When there’s an error, {tamper} highlights the problematic line with an arrow. Typing ‘0’ will exit the {tamper} report; ‘1’ switches you back to the stack trace; ‘2’ will enter debug mode. Here’s how that looks in the console at first:

## Error in mean(Sepal.Girth) : object 'Sepal.Girth' not found
## 
## Enter 0 to exit or choose:
## 
## 1:    Switch mode
## 2:    Take me to the error
## 
## 3:    penguins %>%
## 4: ->   filter(., Species %in% c("Adelie", "Chinstrap")) %>%
## 5:      group_by(., species) %>%
## 6:      summarise(., mean_length = mean(bill_girth, na.rm = TRUE)) %>%
## 7:      mutate(., mean_length = round(mean_length))
## 
## Selection:

2b. {pipecleaner}

The {pipecleaner} package by Edward Visel is another RStudio Addin available on GitHub.
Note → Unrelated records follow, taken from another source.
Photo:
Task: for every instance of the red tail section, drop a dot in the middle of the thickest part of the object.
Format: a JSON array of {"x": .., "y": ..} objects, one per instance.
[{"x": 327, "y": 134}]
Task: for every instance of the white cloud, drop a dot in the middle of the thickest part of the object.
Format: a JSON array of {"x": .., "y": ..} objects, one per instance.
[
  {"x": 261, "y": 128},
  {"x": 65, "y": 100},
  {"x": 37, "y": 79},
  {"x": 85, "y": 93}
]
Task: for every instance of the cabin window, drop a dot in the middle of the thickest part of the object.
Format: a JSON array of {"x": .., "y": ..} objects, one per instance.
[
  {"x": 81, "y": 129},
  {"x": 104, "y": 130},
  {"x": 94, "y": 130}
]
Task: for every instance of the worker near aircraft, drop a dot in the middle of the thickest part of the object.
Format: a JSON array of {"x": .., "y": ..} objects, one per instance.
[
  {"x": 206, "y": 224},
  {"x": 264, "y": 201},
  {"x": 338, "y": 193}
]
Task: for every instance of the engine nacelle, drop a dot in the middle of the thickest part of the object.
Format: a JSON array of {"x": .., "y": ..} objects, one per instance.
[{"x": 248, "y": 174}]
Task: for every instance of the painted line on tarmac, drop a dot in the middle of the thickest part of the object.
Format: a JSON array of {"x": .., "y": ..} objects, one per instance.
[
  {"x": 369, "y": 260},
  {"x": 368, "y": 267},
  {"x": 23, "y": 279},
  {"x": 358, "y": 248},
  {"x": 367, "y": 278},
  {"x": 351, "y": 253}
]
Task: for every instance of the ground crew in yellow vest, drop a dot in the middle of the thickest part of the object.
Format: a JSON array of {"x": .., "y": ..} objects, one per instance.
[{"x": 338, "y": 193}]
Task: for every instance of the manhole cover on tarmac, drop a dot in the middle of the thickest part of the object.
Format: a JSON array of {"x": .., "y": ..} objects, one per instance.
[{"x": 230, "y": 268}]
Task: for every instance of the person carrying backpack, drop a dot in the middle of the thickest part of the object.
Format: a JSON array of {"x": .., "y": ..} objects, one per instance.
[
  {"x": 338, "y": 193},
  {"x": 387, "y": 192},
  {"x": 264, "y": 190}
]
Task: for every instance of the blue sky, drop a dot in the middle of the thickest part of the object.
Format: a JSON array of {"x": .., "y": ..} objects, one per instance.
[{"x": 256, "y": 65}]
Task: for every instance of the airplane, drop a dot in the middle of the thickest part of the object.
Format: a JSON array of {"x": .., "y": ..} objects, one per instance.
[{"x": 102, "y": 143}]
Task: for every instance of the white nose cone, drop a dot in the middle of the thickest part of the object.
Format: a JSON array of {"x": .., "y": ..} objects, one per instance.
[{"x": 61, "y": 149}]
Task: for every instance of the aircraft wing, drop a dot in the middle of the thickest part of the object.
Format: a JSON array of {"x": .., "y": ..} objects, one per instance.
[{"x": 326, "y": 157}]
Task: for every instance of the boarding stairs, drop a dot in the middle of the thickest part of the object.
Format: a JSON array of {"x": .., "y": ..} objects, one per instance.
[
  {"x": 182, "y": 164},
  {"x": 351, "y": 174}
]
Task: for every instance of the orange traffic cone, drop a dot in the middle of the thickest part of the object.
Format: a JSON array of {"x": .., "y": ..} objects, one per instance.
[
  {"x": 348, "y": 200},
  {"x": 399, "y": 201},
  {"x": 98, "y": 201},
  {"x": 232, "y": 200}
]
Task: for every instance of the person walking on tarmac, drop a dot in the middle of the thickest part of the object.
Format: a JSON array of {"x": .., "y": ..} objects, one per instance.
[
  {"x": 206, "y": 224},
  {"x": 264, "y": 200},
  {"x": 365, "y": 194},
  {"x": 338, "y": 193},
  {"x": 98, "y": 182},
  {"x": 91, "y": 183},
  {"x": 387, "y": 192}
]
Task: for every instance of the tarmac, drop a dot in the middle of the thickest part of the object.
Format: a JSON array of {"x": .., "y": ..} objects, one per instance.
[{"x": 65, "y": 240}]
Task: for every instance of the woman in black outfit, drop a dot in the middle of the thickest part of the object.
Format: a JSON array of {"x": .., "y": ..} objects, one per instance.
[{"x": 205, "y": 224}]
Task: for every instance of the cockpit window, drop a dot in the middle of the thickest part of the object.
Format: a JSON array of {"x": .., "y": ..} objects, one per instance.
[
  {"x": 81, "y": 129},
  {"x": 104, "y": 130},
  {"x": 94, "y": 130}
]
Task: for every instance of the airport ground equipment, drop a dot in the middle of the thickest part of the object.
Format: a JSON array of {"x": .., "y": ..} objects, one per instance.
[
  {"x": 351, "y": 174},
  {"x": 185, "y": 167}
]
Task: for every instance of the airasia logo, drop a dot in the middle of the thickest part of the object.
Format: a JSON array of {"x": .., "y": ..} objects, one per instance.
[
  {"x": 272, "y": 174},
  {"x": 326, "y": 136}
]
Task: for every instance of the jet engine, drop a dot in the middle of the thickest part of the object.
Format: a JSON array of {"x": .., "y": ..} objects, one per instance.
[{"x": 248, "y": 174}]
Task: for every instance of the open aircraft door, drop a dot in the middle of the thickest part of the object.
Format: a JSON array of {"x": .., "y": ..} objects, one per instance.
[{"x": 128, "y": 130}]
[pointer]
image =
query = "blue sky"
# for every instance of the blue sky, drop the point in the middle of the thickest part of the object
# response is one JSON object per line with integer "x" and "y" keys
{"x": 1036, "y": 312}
It has the best name.

You highlight your code and select ‘debug pipeline in browser’ from the RStudio Addins menu. This ‘bursts’ your pipeline to one intermediate object per function call, then opens the debug menu. You can also simply ‘burst pipes’ from the Addins menu without debug mode.

remotes::install_github("alistaire47/pipecleaner")
library(pipecleaner)

# Intact, original pipeline
peng_pipe <- penguins %>%
  filter(species %in% c("Adelie", "Chinstrap")) %>% 
  group_by(species) %>% 
  summarise(mean_length = mean(bill_length_mm, na.rm = TRUE)) %>% 
  mutate(mean_length = round(mean_length))

# Highlight the original pipeline and select 'debug pipeline in browser' or 
# 'burst pipes' from the RStudio Addins menu
dot1 <- filter(penguins, species %in% c("Adelie", "Chinstrap"))
dot2 <- group_by(dot1, species)
dot3 <- summarise(dot2, mean_length = mean(bill_length_mm, na.rm = TRUE))
peng_pipe <- mutate(dot3, mean_length = round(mean_length))

So effectively it steps through each new object to report back errors. But it leaves you with multiple objects (with meaningless names) to clean up; there’s no ‘fix pipes’ option to return to your original pipeline.

2c. {magrittr}

Surprise: the {magrittr} package itself has the function debug_pipe() to let you see what’s being passed into the next function.

library(magrittr)

peng_pipe <- penguins %>%
  filter(species %in% c("Adelie", "Chinstrap")) %>% 
  group_by(species) %>% 
  summarise(mean_length = mean(bill_length_mm, na.rm = TRUE)) %>% 
  debug_pipe() %>%
  mutate(mean_length = round(mean_length))

Not much to say about this one, but worth mentioning because %>% gets re-exported in other packages² but debug_pipe() doesn’t.

2d. `debug()`

You can simply use R’s debug() function, as pointed out by Nathan Werth.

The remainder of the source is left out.